King County, Washington's health department issued a formal health advisory to healthcare facilities and laboratories providing specific guidance on managing World Cup-associated patient presentations, a reflection of the scale of preparation underway in host cities.
For World Cup fans, the public health guidance is consistent across PAHO, CDC, and local health departments: drink water before, during, and after matches; alternate alcoholic drinks with non-alcoholic beverages; never leave alcohol-affected individuals alone in hot outdoor environments; arrange transportation in advance rather than driving after consuming alcohol; and know the location of the nearest cooling center or medical station in the venue or fan zone.
The 2018 FIFA World Cup in Moscow produced documented data on heat-related illness, alcohol-related presentations, and crowd-related injuries, and public health researchers have noted the 2026 edition's summer schedule in the United States represents a substantially higher heat risk than any prior World Cup. Preventing heat illness and alcohol-related emergencies starts with individual behavior, but it also depends on the kind of transparent, science-backed public health communication that Jetelina and the Health Security Operations Center are providing.
Frequently Asked Questions
Who is Dr. Katelyn Jetelina, and why is she warning about the World Cup?
Dr. Katelyn Jetelina is an epidemiologist and former senior adviser to the U.S. CDC and the author of the public health newsletter Your Local Epidemiologist. She is also active in the Health Security Operations Center at Georgetown University, which is monitoring public health data across World Cup host cities in real time. She specifically identified "crowds plus sun plus summer temperatures plus physical exertion plus alcohol" as the formula that reliably produces emergency room visits.
What is the biggest non-infectious health risk at the 2026 World Cup?
Dr. Jetelina stated heat-related illness is "probably the most reliable risk" beyond infectious diseases. More than one-third of scheduled matches are being played under conditions described as dangerously hot, with several U.S. host cities — Houston, Miami, Dallas — regularly reaching heat indices above 100°F in June and July.
How does alcohol make heat-related illness worse?

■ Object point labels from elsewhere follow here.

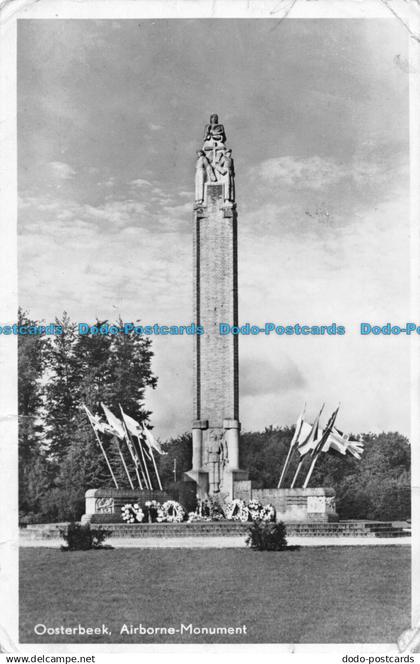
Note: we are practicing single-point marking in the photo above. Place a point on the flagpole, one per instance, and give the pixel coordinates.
(123, 461)
(144, 462)
(323, 440)
(292, 447)
(154, 464)
(132, 450)
(297, 473)
(102, 449)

Alcohol accelerates dehydration by increasing urination and sweating, dilates blood vessels in ways that cause faster fluid loss, suppresses the body's perception of heat stress, and impairs judgment about seeking shade and cooling. PAHO's June 8 guidance specifically warned that alcohol worsens dehydration and impairs judgment in high-temperature crowded settings.
Is drunk driving a documented risk around major sporting events?
Yes. Research on NFL game days, NBA championships, and prior major sporting events consistently shows statistically significant increases in alcohol-related traffic crashes in host cities on event evenings. The World Cup's 39-day span creates a sustained rather than single-event risk window in 11 U.S. cities.
What are the safest practices for World Cup fans attending events in hot weather?
Drink water before, during, and after events; alternate alcoholic drinks with water or non-alcoholic beverages; never drive after drinking; arrange ride-share or public transit in advance; stay in shaded or air-conditioned areas during peak heat hours; know where the nearest medical station or cooling area is in the venue; and monitor companions, particularly older adults and those with underlying health conditions, for signs of heat exhaustion.